À ces mots, il tourna autour d’une pointe de rocher, et une scène inattendue se présenta aux yeux du jeune Anglais.
Dans un coin ou réduit abrité par la saillie du rocher, brillait un grand feu autour duquel étaient assis ou couchés une quinzaine de jeunes gens portant le costume suisse, mais décoré d’ornemens et de broderies qui réfléchissaient la lumière du feu, de même que les gobelets d’argent circulant de main en main et les flacons qui déjà commençaient à être vides. Arthur remarqua aussi les restes d’un banquet auquel il paraissait qu’on avait fait honneur tout récemment.
Les joyeux convives se levèrent avec empressement en voyant arriver Donnerhugel, que sa taille faisait aisément reconnaître, et ses compagnons. Ils le saluèrent, en lui donnant le titre d’Hauptman, avec toutes les démonstrations d’une vive affection, mais en s’abstenant avec soin de toute acclamation bruyante. Leur chaleureuse amitié annonçait que Rodolphe était le bienvenu parmi eux, tandis que leur précaution prouvait qu’il y venait en secret, et qu’il devait être reçu avec mystère.
Au bon accueil général qu’il reçut, il répondit : – Je vous remercie, mes braves camarades. Avez-vous vu Rudiger ?
– Vous voyez qu’il n’est pas encore venu, brave capitaine, répondit un des jeunes gens ; autrement nous l’aurions retenu jusqu’à votre arrivée.
– Il est en retard, dit le Bernois. Nous aussi nous avons éprouvé un délai, et cependant nous voici arrivés avant lui. Je vous amène, camarades, l’Anglais plein de bravoure dont je vous ai parlé comme d’un compagnon que nous devons désirer de nous associer dans notre projet audacieux.
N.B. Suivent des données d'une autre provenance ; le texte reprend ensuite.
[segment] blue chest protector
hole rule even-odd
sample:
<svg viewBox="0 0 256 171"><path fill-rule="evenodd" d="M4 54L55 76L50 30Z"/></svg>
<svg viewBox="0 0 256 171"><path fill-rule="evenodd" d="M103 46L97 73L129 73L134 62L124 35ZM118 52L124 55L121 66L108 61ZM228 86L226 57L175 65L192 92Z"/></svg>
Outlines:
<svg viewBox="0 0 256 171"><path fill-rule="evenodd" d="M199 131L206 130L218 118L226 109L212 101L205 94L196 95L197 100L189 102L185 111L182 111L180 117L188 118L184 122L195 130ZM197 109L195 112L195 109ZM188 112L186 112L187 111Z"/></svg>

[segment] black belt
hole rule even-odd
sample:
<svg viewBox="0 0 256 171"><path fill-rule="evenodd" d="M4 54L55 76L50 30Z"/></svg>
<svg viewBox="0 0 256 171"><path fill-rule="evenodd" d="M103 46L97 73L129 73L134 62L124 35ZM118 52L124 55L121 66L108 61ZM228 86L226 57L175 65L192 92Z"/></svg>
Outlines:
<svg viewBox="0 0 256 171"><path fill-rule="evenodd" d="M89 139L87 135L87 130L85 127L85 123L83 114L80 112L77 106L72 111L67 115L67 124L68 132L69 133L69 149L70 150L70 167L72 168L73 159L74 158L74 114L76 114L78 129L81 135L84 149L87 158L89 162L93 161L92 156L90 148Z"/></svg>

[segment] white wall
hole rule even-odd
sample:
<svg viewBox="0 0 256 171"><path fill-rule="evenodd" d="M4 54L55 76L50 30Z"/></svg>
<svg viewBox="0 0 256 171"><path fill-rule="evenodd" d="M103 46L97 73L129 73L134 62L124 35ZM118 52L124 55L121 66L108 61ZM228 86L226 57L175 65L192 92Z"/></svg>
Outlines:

– Il est le bienvenu, trois fois le bienvenu, dit un jeune homme à qui son costume d’un bleu d’azur richement brodé donnait un air d’autorité ; encore mieux venu, s’il nous apporte un cœur et un bras disposés à prendre part à notre noble projet.
– Je vous réponds de lui sous les deux rapports, dit Donnerhugel ; versez-nous du vin, et buvons au succès de notre glorieuse entreprise, et à la santé de notre nouvel associé.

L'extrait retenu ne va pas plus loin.